We have developed specialized blends of liquid fertilizer with essential micro and macro nutrients to help your plants thrive. These include:

  • Starter Blend
  • Spring Boost
  • Summer Blend
  • Fall Blend
  • pH Reducer

These formulas help promote growth and stronger plant structure helping to keep your landscape healthy and work in conjunction with your irrigation system in a fertilizer unit.

Citrus Fertilization

A question we commonly get is what and when is spring? Unfortunately our definitions of spring and the plants' definition of spring don’t line up most of the time. Spring is NOT a date on the calendar. I like to commonly call the start of Spring 4-6 weeks after the last freeze. This is not an absolute but a good rule of thumb to go by. If we start to get temperatures in the 70’s for a couple of weeks after being at or below freezing our citrus trees think great, it’s time to go and off they go with busting out the new blooms for the season. The danger is a late freeze creates the opportunity to knock the sensitive blooms off the trees and remember; no blooms no fruit.

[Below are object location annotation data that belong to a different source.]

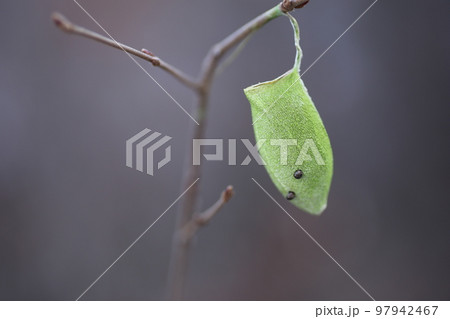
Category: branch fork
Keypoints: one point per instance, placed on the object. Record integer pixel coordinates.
(188, 222)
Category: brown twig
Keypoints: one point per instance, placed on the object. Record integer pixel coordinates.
(188, 223)
(202, 219)
(64, 24)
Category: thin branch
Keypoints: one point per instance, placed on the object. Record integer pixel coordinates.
(211, 61)
(181, 239)
(202, 219)
(188, 222)
(64, 24)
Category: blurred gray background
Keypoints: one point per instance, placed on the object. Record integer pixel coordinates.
(69, 206)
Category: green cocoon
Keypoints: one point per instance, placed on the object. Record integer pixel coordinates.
(283, 114)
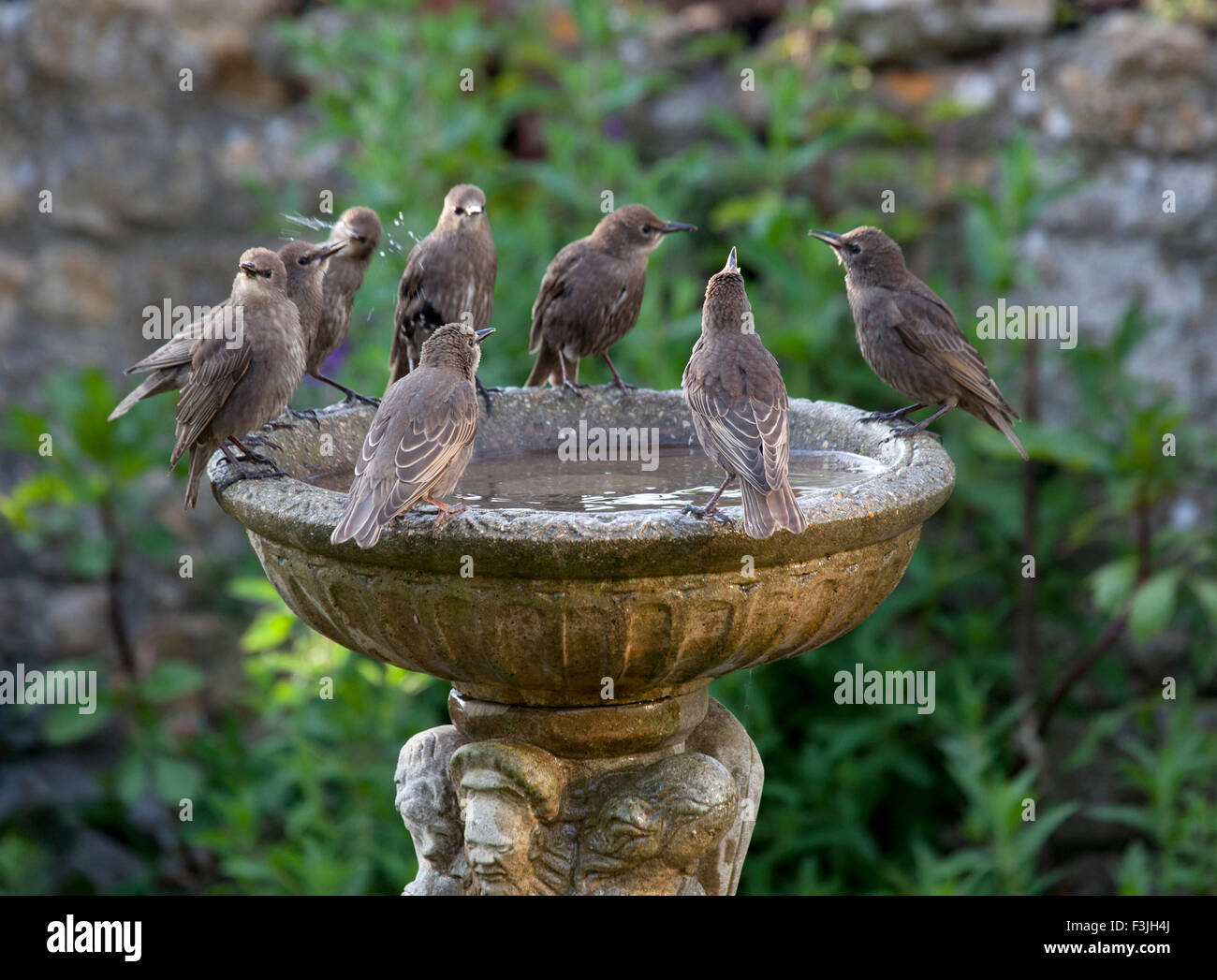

Here in Wickenburg we have developed a nice strategy of fertilizing that has brought us many good years of citrus. As spring approaches we watch the size of the blooms. As the average size of bloom over the entire tree gets to be about pea sized we fertilize for the first time. In several weeks the fertilizer has started to be absorbed and it “hardens” the bloom and makes it more resistant to a freeze. This now starts our “citrus clock” for the year. After this first fertilizing we then fertilize every 8 weeks three additional times. This will help your trees develop not only good fruit this year but nice healthy leaves which will reflect the blooms the following year. If we do get that really hard freeze we are still going to need to cover our citrus with frost cloth and if necessary add some heat lights to help protect the tree.